We have assumed, as the contrary is not suggested, that the estate of Mrs. Thomas is in such condition that the bequests and devise have been, or will be, distributed to plaintiff. [2] We conclude that the court did not err in determining that the bequests and devise made by the will constituted performance of the contract and satisfied decedent's obligation to plaintiff.
[3] The next contention is that a finding that decedent paid plaintiff $5.00 a week from June 13, 1943, to July 17, 1947, is not supported by any competent evidence. T.W. Ward, who was decedent's attorney, testified that in January, 1945, plaintiff, in the presence of decedent, stated that she was receiving $5.00 a week as spending money, her room and board, and that she was to receive $1,000 cash, the furniture and furnishings of the house, and a life estate in the property from the estate, and that she was entirely satisfied. On the same occasion decedent, in the presence of plaintiff, said plaintiff was receiving $5.00 a week in cash. Plaintiff did not dispute the statement. On numerous occasions thereafter, until the death of Mrs. Thomas, plaintiff told Mr. Ward that the $5.00 a week arrangement was perfectly satisfactory. Plaintiff had access to decedent's money and did her banking for her. Plaintiff was in contact with Mr. Ward on a number of occasions after the death of Mrs. Thomas but did not, at any time until she presented her claim on October 10, 1947, mention "that she had anything coming from the estate of Mrs. Thomas, outside of the provisions of the will." The foregoing evidence is sufficient to support the finding that decedent paid plaintiff $5.00 a week from June 13, 1943, to July 17, 1947.
[4] Plaintiff next contends that a finding "that the fair and reasonable market value of the services of the plaintiff during the period from June 15, 1943 to and including July 17, 1947 was and is the sum of Ten Dollars ($10.00) per week, plus food and housing . . ." is not supported by any competent evidence. Prior to her employment by decedent, plaintiff had been employed at an average of $9.23 and $10.38 a week, plus room and board, and was willing to go to work for decedent for $10 a week. In June or July, 1943, the executor had a conversation with plaintiff and decedent in which he stated he thought plaintiff should have $10 a week. Plaintiff replied "I am satisfied with five dollars a week. I will take care of Mrs. Thomas." That was in addition to room and board. The evidence is sufficient to support the finding concerning the value of the services. The case is one in which it was competent for the trial judge to determine the worth of the services from the evidence as to their nature and extent. Where the services are of a nontechnical nature, as in the present case, the judge may fix the value from a description of the services performed. Further, even if the finding were unsupported by competent evidence, the error would not be ground for reversal. Plaintiff agreed to perform the services in consideration of receiving $5.00 a week, room and board, and the bequests and devise. She received the consideration she agreed to accept. The reasonable market value of the services performed was immaterial.

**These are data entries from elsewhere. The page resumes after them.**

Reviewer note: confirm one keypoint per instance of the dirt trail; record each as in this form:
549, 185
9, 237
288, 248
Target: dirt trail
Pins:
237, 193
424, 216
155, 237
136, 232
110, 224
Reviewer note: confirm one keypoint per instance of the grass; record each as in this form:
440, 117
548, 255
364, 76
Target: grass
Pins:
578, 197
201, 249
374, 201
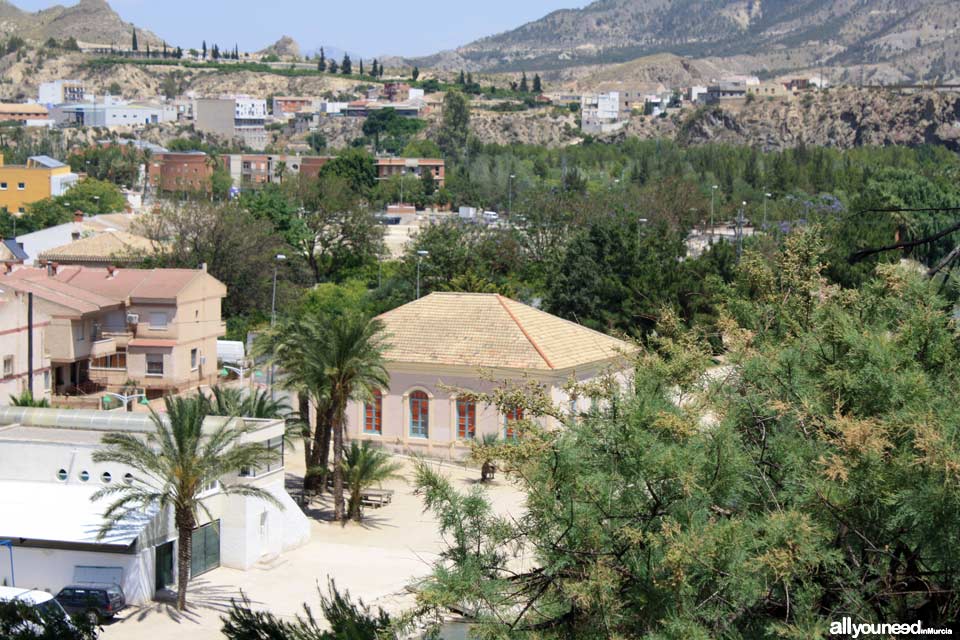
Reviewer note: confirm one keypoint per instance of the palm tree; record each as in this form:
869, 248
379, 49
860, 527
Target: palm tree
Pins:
172, 465
364, 466
296, 346
353, 369
26, 399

Estate of Reinhertz, 82 Cal.App.2d 156, 160 [ 185 P.2d 858, 186 P.2d 755]; Trumbo v. Bank of Berkeley, 77 Cal.App.2d 704, 712 [ 176 P.2d 376].
Judgment affirmed. Appeal from order denying motion for new trial dismissed.
Shinn, P.J., and Wood, J., concurred.
Appellant's petition for a hearing by the Supreme Court was denied July 6, 1950.